My question arises from the fact all virtualising programs now admit they can't protect the MBR from rootkits such as TDL&Co.,apart from Diskshot which has not been translated yet.

I use three pcs with three different configurations which i'd like to protect,please bear in mind computers 2&3 run GRUB as i dual boot Ubuntu:

1-Windows7:Comodo CIS5+ToolwizTimeFreeze and MBAM,Superantispyware free on demand

2-XP (GRUB): Sandboxie + ToolwizTimeFreeze and
Comodo AV,MBAM,Superantispyware on demand

3-netbook Windows7(GRUB): Sandboxie + ToolwizTimeFreeze and Comodo AV,MBAM,Superantispyware on demand.

In computer 1 I also do routinely scans with MBAR (Malwarebytes anti rootkit prog) and KasperskyTDDS.

What I'm planning is doing the above plus perhaps a new image every now and then ( two weeks?) whether i need it or not, just to reinstate the MBR.
(I wonder if you can successfully backup and recover just the MBR with PARAGON )
(I also wonder if the new Comodo V6 with its Kiosk can take care of MBR threats...)

Any suggestion/advice on this matter regarding the MBR and/or my setup is more than welcome,thanks.

 

i use one, in korean. check my signature.

 

Yes, you can. It is possible to backup just the MBR or the Track0.

 

@flamerz,thank you for suggesting
nProtect MBR Guard
I'm in the process of familiarizing with it via the couple of threads i found here at Wilders,which i had read ,but had forgotten about.
There are pro&cons in its use it seems and i'm trying to check it out against the similar application of AppGuard.
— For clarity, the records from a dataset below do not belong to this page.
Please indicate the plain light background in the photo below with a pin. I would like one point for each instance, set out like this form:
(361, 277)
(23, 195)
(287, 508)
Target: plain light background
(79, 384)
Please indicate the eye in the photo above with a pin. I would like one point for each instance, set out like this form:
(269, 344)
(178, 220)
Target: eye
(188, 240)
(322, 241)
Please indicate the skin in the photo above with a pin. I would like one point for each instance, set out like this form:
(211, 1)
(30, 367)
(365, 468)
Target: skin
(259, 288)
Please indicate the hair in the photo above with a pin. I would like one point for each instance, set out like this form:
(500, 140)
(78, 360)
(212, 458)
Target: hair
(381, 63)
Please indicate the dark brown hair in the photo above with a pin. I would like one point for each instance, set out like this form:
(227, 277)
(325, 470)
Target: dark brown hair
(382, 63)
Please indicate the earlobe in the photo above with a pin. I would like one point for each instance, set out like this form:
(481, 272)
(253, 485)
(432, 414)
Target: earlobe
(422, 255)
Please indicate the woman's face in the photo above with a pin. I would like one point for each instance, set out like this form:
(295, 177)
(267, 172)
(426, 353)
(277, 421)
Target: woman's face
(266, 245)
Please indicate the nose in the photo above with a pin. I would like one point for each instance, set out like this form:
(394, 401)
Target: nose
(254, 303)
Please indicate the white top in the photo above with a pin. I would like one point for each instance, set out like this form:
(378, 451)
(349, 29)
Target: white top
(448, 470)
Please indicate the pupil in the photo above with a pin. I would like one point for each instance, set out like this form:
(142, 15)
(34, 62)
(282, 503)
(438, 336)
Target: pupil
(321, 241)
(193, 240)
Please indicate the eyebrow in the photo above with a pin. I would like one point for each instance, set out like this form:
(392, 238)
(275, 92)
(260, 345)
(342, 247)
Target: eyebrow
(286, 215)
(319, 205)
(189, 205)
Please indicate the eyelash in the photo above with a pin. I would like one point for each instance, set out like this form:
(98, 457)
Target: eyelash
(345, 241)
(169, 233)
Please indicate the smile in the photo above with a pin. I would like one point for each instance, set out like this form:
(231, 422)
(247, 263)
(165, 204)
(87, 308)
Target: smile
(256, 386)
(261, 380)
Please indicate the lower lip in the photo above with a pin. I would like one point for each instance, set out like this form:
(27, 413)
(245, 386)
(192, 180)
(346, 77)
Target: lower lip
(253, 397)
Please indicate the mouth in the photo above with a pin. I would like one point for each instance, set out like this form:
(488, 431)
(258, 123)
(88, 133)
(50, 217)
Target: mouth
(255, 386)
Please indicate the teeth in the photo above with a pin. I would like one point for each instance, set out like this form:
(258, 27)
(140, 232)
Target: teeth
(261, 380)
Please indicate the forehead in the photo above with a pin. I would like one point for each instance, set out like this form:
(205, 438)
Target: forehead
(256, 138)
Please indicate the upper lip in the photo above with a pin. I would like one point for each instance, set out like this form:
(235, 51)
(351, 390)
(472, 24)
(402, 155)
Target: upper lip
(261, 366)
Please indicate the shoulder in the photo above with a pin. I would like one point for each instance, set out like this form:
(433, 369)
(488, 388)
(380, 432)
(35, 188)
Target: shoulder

@Robin A. ,you mean it is safe to check for recovery of just and only Track0/MBR and nothing else?
Have you ever tried that?

 

I found out now that Shadow Defender site is working ok and offering the updated versions at
http://www.shadowdefender.com/download.html

Perhaps the costly,but easy solution for me would be to just substitute ToolwizTimeFreeze with ShadowDefender as the latter does take care of the MBR -as i gather from a few Wilders threads.

 

The best protection against MBR Rootkits is a "clean" Windows System Partition" Image.

It is my understanding that many of the Software MBR guard's protect the MBR using their Window's Driver. It is possible for the MBR to get infected if the infection occurs before the MBR guard's Window's Driver loads.

 

@TheKid7,
I am not sure to what section you refer to given the fact that a " Windows System Partition" is defined as:

So,are you referring to 'hardware software',BIOS or small Windows7 100-200 MBS system partition?

Or do you mean just a simple 'image' of the System Partition taken with an imaging program?

Please clarify, i am very interested.

I take it you imply that MBR guarding software do not guard at all-at least potentially-as they can be beaten up by malware the way you depicted......

That is why ,to cut it short, I've preferred ,at least for the time being, to install right now Shadow Defender,whose defending properties vs ZeroAccess,TDDS and the likes have been well expounded in Wilders threads.
I hope i'm not wrong about that, in anycase i'd have paid only a few bucks for a software which can virtualise the whole disk and not a part of it.

 

@Robin A., yes what you say makes sense and is a clear possibility.